La situazione precipitò alla morte di Lucio Licinio Crasso, principale sostenitore di Druso; il console in carica
Lucio Marcio Filippo si oppose strenuamente al provvedimento, dichiarandolo nullo e non facendolo mai
giungere alla votazione finale (sebbene in parte fosse già stato votato). Infine, dei sicari (forse legati al
console) uccisero il tribuno della plebe. La guerra (inizialmente bellum marsicum, poi bellum italicum, infine
bellum sociale) a questo punto divenne inevitabile e scoppiò alla fine dello stesso anno, portando ad una
coalizione di popoli italici contrapposti a Roma con capitale nella peligna Corfinium. Inoltre, vennero
coniate delle monete, tra cui alcune con la scritta Italia (per la prima volta nella storia una moneta
rappresentava l’unità dei popoli italici); anche la città venne ribattezzata Italia. Gli italici si diedero una
struttura federale e delle assemblee che ricalcavano i modelli romani: in fondo per tutto il II secolo a.C. le
popolazioni italiche si erano sempre più “romanizzate” anche nei costumi politici. Tutte le colonie latine (a
eccezione di Venusia) rimasero tuttavia fedeli a Roma. In ogni caso è bene precisare che la ribellione fu
voluta e messa in atto dalle classi dirigenti dei popoli italici, facendo anche leva su sentimenti antiromani
latenti, in modo da ottenere rapidamente la concessione della cittadinanza e contare nelle sorti politiche.

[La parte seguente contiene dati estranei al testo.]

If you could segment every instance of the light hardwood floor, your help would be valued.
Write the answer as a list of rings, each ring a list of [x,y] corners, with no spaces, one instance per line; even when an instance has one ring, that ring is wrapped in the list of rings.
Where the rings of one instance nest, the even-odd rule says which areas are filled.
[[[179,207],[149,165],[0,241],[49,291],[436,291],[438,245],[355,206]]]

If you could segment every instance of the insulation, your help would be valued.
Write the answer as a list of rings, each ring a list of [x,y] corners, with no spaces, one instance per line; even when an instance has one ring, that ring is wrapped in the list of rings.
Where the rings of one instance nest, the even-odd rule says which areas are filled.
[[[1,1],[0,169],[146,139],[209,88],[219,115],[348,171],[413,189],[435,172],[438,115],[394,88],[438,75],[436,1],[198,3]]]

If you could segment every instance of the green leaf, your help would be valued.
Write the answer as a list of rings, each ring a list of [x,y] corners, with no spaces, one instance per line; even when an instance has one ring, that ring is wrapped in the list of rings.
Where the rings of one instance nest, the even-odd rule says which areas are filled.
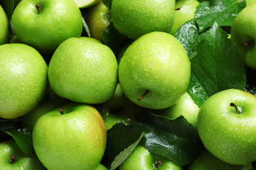
[[[201,107],[210,96],[246,86],[244,61],[236,44],[215,23],[200,41],[191,61],[188,92]]]
[[[215,0],[201,3],[194,18],[200,32],[211,27],[215,22],[221,26],[231,26],[236,15],[244,8],[245,2],[238,0]]]
[[[172,120],[148,110],[135,116],[135,121],[152,130],[142,140],[149,152],[163,155],[181,165],[191,163],[200,154],[203,146],[198,133],[182,116]]]
[[[34,156],[35,154],[33,146],[32,128],[16,129],[5,131],[5,132],[14,139],[20,149],[26,154]]]
[[[117,56],[122,48],[121,35],[116,31],[112,23],[103,31],[103,41],[116,56]]]
[[[133,122],[116,124],[107,131],[105,156],[110,169],[116,169],[135,149],[142,137],[151,131],[146,126]]]

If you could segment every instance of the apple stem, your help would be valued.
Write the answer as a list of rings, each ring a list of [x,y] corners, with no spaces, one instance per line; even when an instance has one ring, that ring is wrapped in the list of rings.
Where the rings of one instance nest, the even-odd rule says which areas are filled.
[[[177,8],[175,8],[175,10],[181,10],[181,7],[177,7]]]
[[[60,109],[59,110],[58,110],[61,114],[64,114],[64,110],[63,109]]]
[[[11,158],[11,160],[12,160],[11,163],[14,163],[15,162],[15,155],[11,155],[10,158]]]
[[[154,163],[154,168],[158,168],[158,167],[159,167],[160,165],[161,165],[161,161],[159,161],[159,162],[158,162]]]
[[[142,99],[143,99],[144,97],[145,97],[146,95],[147,95],[147,94],[148,94],[150,92],[150,91],[149,91],[148,90],[146,90],[145,93],[144,93],[144,94],[142,94],[142,95],[141,95],[140,97],[139,97],[137,98],[137,100],[138,100],[138,101],[140,101],[140,100],[141,100]]]
[[[35,8],[37,8],[38,14],[41,13],[40,5],[39,3],[35,4]]]
[[[237,114],[241,114],[240,110],[239,110],[238,107],[236,105],[235,103],[230,103],[230,107],[234,107],[234,108],[236,108],[236,112]]]

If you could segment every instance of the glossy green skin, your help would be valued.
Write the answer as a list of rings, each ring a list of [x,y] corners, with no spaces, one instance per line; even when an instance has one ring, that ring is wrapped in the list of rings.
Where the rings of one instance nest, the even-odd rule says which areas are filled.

Il successivo svolgimento militare può essere ricostruito con buona approssimazione grazie al racconto di
Appiano (Bella civilia, 1.175-231). La strategia romana fu fin da subito quella di dividere gli alleati su due
fronti, inviando in quello settentrionale - comandato da Poppaedius Silo (sul fronte marsico) – il console
Publio Rutilio Lupo e in quello meridionale - comandato da Papius Mutilus (sul fronte sannitico) – il console
Lucio Giulio Cesare, puntando verso la via Valeria contro marsi e peligni. Poppaedius e Papius avevano la
carica di console: l’ordinamento datosi dai ribelli ricalcava anche nella carica più elevata quello romano. Si
combatté anche in Campania e nel Sannio, infine nell’89 a.C. venne presa Asculum: la vittoria romana era
stata repentina; d’altronde Publio Rutilio Lupo e Lucio Giulio Cesare avevano avuto come aiutanti niente
meno che, rispettivamente, Gaio Mario e Lucio Cornelio Silla.

Già nel 90 a.C. i romani avevano deciso di concedere la cittadinanza romana agli alleati rimasti fedeli
tramite la lex Iulia de civitate, proposta dal console Lucio Giulio Cesare, zio del ben più famoso dittatore. La
legge probabilmente prevedeva già le disposizioni su come ottenere la civitas: le comunità avrebbero
votato se ottenere la cittadinanza e dopo sarebbero state iscritte in otto nuove tribù provvisorie (oltre le 35
già esistenti), per poi essere riassorbite nel corso del tempo, in modo da evitare fin da subito un
preponderante peso politico delle popolazioni italiche. Nell’89 a.C. la lex Plautia Papiria terminò il processo
di concessione della cittadinanza, data a tutti gli abitanti liberi a sud del Po, con l’eccezione di sanniti e
lucani ancora in armi. Per le popolazioni a nord del fiume padano venne concesso dal console Pompeo
Strabone lo ius latii, ossia la cittadinanza latina senza la deduzione di nuovi coloni, promulgando nello
stesso anno la lex Pompeia. In questo modo i magistrati locali diventavano automaticamente cittadini
romani; probabilmente nel provvedimento si dichiarava anche che le comunità rurali dovessero essere
adtributae al più vicino insediamento romano (e quindi ottenere lo stesso status giuridico). Infine, nel 49
a.C., venne concessa anche alla transpadana la cittadinanza romana, rendendo di fatto l’Italia una penisola
fatta di cittadini romani, e quindi giuridicamente uguali tra loro (pur rimanendo una forte percentuale di
schiavitù, specialmente nella città di Roma – ma gli schiavi liberati, se avevano un padrone romano,
diventavano anch’essi cittadini, e ciò non capitava raramente).